The ancillary effect is that television stations need no longer maintain their own long-term archives, and can instead put all of their material online, protected by closed user groups.
The new functionality adds the ability to time-shift over extended periods of time. In combination with the XENTAURIX search engine, users can search through recordings of many television stations, using metadata including the EPG, subtitles and audio transcriptions.
Image via Shutterstock
“This creates a new audio-visual archive with virtually unlimited capacity,” said Ingo Hoffmann, CTO of artec, “a kind of Google (News - Alert) for television, a ‘television time machine.’”
The platform is already used for a variety of practical applications including audience analysis and compliance logging. It acquires content along with its metadata, processes and records it, streams it live or now in a time-shifted capacity, and allows for search through the metadata. Streaming can be online, to mobile devices, set-top boxes or to hybrid broadcast-broadband (HbbTV) networks.
“Online monitoring and editing is creating millions of hours of video which are directly accessible, and which can now be searched,” added Hoffmann. “This technology is as applicable to reality television and docu-soaps as it is to environmental and traffic surveillance video. You cannot travel through space with our television time machine but you cannot travel through time to any point for instant, frame accurate playback.”
In the era of big data, the best way to maintain digital archives has been a hot subject of conversation for local TV stations. A variety of solutions have been making their way to market, but the Internet Archive also provides a third-party, utility-like service. Last fall, the archive’s online collection added every piece of news produced since 2009 to its coffers, gleaned across 20 different channels, 1,000 news series and more than 350,000 separate programs. It makes it all available freely online, like a digital library.
Eventually, “we want to collect all the books, music and video that has ever been produced by humans,” founder Brewster Kahle told the New York Times last year.

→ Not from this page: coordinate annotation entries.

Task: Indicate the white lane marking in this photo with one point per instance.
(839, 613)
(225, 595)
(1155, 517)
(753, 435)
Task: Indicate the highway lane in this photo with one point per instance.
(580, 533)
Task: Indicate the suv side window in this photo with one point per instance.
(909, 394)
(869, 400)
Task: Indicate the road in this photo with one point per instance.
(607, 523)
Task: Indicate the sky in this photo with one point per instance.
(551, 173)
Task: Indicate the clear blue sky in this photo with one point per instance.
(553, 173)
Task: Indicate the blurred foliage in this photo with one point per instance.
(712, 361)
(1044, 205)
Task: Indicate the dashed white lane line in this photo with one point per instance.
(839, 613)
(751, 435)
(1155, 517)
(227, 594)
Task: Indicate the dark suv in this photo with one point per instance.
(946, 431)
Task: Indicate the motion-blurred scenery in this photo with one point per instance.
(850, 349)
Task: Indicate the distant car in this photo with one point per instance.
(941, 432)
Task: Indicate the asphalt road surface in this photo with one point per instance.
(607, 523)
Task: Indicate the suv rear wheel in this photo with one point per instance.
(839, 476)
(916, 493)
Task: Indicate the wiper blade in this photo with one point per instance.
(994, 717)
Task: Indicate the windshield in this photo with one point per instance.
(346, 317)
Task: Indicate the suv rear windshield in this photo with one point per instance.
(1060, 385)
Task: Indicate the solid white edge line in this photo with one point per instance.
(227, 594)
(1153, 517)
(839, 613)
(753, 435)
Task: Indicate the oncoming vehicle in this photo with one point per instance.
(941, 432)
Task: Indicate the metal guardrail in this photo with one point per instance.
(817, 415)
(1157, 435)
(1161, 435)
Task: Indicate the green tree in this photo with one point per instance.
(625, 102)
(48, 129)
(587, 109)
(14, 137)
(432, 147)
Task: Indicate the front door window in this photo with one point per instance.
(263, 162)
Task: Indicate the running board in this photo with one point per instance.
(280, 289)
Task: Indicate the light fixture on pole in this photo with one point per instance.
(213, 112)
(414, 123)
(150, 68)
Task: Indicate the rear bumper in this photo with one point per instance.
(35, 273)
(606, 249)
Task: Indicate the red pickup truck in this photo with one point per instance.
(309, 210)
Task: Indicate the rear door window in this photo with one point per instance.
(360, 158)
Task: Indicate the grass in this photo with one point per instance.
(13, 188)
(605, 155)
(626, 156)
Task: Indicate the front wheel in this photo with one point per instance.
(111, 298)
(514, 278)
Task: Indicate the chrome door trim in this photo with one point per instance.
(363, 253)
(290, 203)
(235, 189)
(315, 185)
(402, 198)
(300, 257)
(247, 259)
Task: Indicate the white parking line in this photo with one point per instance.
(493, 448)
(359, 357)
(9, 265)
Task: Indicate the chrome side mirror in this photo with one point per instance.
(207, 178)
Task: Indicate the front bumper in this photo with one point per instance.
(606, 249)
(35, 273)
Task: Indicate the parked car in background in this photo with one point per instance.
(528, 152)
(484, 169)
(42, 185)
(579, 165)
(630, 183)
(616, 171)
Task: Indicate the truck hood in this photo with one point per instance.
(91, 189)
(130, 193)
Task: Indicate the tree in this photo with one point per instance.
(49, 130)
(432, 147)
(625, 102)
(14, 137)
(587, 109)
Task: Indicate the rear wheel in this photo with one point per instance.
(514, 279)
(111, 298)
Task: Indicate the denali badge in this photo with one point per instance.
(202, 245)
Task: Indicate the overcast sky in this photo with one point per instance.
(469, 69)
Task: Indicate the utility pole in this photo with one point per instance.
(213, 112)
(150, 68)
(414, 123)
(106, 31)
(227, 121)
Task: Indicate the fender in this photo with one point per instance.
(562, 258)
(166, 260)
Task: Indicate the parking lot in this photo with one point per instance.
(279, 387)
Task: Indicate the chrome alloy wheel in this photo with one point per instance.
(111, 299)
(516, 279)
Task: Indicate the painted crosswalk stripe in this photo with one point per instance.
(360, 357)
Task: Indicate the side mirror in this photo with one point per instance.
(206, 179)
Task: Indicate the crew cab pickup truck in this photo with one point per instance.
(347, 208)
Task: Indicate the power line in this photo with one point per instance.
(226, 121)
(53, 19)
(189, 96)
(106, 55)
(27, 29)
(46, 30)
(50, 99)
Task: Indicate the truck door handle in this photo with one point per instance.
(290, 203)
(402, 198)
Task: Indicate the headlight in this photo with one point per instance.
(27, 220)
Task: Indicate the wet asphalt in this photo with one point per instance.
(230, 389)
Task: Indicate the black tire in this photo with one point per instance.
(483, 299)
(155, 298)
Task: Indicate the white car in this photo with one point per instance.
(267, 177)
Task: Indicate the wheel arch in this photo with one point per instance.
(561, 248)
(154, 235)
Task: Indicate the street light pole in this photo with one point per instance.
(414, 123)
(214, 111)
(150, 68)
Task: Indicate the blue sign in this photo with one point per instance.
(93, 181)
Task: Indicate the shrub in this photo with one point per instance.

The site, archive.org, gets about two million visitors every day, ranging from researchers to average citizens. Its original purpose was to provide fodder for a more politically engaged populace. “The focus is to help the American voter to better be able to examine candidates and issues,” Kahle said at the time. “If you want to know exactly what Mitt Romney said about health care in 2009, you’ll be able to find it.”
The site needs to work on content discovery and its search interface, and doesn’t provide the data management capabilities of a paid platform like artec, but the extenuating uses of a service like the Archive are of course are much larger than creating a legion of armchair Jon Stewarts.